One telling tiff occurred in 1975, when Phyllis decided to enroll in the Washington University Law School in hopes that the training would help her in her jousts with feminist attorneys. "I dropped the bombshell one night at dinner," she recalls. "Fred stormed away from the table," complaining that she already had too much to do. She dutifully dropped out: "I told the university I had changed my mind—like a woman." Three weeks later Fred changed his own mind. She finally got her degree in 1978, but now finds "it's more fun being a lawyer's wife than a lawyer. A man wants the security of knowing he doesn't have to compete against his wife."
In 1978 Phyllis considered running for the Senate seat held by Illinois Republican Charles Percy, but decided against it. If she moved to Washington, she says, "Fred would think I didn't need him anymore." But her husband backed her unsuccessful efforts to win a seat in Congress in 1952 and 1970. He also supplied her 1970 campaign theme, "A woman's place is in the House"—a slogan, ironically, that New York feminist Bella Abzug used for her own victorious congressional race the same year. Fred confesses that he "wasn't all that enthusiastic about Phyllis running. When she lost, I didn't go into mourning."
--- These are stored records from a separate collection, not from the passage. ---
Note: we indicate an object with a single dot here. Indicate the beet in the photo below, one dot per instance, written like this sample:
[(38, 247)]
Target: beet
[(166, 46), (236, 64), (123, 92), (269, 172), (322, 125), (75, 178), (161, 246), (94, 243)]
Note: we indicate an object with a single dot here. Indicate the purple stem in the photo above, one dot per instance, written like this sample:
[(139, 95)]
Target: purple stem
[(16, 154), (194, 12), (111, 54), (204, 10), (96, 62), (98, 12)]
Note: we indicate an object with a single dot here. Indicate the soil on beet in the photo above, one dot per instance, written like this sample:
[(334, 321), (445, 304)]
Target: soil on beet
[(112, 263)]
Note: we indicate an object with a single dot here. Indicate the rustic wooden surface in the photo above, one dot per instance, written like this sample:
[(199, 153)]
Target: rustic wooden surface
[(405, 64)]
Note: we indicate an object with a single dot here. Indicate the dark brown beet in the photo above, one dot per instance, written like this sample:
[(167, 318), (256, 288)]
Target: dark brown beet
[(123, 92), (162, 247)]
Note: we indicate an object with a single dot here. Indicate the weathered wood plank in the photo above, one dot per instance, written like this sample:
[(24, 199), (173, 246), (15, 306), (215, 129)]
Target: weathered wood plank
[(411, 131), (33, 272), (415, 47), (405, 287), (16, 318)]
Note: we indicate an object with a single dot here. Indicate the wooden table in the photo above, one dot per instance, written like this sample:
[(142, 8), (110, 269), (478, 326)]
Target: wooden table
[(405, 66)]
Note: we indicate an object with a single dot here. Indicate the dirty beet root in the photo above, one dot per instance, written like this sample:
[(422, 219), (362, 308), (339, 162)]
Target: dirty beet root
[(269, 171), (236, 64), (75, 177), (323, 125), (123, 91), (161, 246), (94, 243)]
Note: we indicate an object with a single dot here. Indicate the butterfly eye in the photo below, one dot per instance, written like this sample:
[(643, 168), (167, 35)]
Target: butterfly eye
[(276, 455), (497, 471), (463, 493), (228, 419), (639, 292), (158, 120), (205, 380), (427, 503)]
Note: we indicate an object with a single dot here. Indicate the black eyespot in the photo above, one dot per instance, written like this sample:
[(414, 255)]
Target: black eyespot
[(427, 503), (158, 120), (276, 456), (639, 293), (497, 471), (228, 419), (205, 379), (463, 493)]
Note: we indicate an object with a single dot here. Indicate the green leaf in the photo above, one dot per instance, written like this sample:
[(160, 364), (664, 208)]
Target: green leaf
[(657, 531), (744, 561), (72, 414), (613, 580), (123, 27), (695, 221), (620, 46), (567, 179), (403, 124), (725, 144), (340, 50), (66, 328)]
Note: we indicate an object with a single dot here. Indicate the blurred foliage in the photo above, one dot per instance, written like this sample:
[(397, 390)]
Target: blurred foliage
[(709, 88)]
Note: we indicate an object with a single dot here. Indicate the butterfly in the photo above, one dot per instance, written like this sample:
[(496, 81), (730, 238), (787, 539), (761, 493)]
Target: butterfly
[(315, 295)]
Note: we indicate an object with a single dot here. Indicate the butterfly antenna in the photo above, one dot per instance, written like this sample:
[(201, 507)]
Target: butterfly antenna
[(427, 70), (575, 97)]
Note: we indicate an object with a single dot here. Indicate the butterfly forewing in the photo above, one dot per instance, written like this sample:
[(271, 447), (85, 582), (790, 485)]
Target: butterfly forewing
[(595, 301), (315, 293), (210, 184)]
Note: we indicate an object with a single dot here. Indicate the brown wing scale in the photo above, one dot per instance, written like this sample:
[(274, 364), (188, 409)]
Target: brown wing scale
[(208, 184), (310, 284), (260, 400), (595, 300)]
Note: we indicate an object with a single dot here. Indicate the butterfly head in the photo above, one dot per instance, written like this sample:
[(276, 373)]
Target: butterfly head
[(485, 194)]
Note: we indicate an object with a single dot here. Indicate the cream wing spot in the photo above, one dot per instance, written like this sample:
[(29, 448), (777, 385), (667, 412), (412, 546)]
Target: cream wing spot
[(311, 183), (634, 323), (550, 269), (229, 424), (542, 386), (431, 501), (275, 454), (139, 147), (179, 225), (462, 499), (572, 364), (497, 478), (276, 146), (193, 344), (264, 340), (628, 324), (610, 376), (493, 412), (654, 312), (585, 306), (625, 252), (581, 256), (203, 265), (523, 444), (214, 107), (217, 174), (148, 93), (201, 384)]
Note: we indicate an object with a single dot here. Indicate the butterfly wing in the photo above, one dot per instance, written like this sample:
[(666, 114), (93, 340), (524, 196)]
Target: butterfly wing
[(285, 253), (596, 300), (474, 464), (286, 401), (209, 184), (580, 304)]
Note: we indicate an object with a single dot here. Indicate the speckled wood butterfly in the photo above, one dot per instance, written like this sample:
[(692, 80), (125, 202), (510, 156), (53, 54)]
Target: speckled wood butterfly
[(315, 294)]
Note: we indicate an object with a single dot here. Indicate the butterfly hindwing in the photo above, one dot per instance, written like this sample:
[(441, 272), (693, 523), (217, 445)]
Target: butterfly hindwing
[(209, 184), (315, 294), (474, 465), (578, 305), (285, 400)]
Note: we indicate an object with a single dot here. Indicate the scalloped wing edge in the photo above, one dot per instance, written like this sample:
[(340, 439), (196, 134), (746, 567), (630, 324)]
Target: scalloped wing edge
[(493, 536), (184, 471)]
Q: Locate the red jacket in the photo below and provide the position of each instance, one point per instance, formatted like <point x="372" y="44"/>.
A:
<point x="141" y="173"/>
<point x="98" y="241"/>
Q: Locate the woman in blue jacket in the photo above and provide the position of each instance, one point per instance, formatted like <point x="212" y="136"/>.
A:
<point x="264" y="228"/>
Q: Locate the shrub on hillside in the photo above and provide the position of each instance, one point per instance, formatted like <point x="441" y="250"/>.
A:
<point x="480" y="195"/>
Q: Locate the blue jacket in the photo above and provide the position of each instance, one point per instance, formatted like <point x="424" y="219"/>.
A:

Predictably, Fred and Phyllis are conservative parents. Since their children legally did not have to be in school until age 6, she taught her four sons and two daughters—they range from 16 to 30—to read at home rather than send them to kindergarten and first grade. "Preschool and kindergarten are just places to pick up germs," she says. As for criticism that she's been an absentee mother, Phyllis retorts: "I enjoyed taking care of my children. Now that I see the results, I'm convinced I did it the right way." The Schlafly children—all academic achievers—don't criticize their parents' politics or strict mores. But when Phyllis boasted to a reporter recently that "I don't know what stress is," one of her daughters couldn't resist adding: "Mother! You live from one desperate moment to the next. It gives me an ulcer just to watch you."
Phyllis says that she and her husband "encourage our children to do their own thing—of course, it has to be morally right." Fred concurs: "I don't like this modern trend of living together. I'm amazed that the Reagans are so tolerant with their children. I'd handle it by saying, 'All funds are cut off until you straighten up.' "
Phyllis' Washington ambitions seem to go beyond her anti-ERA lobby. For a while, she says, she "toyed with the idea of letting people recommend me for Secretary of Defense," but there was apparently no enthusiasm for the idea in the Reagan camp. During the two or more days and nights each week that Phyllis is away furthering her causes, Fred stays at their rambling 12-room home in Alton, Ill., just across the Mississippi River from St. Louis. A housekeeper tends to his needs. Though a Michigan organization once dubbed him the Underdog of the Year for his unfailing devotion to his peripatetic spouse, Phyllis regularly opens her speeches, "I want to thank my husband Fred for letting me come here." Why? "Well," she smiles, "it's true, and it irritates the women's libbers more than anything."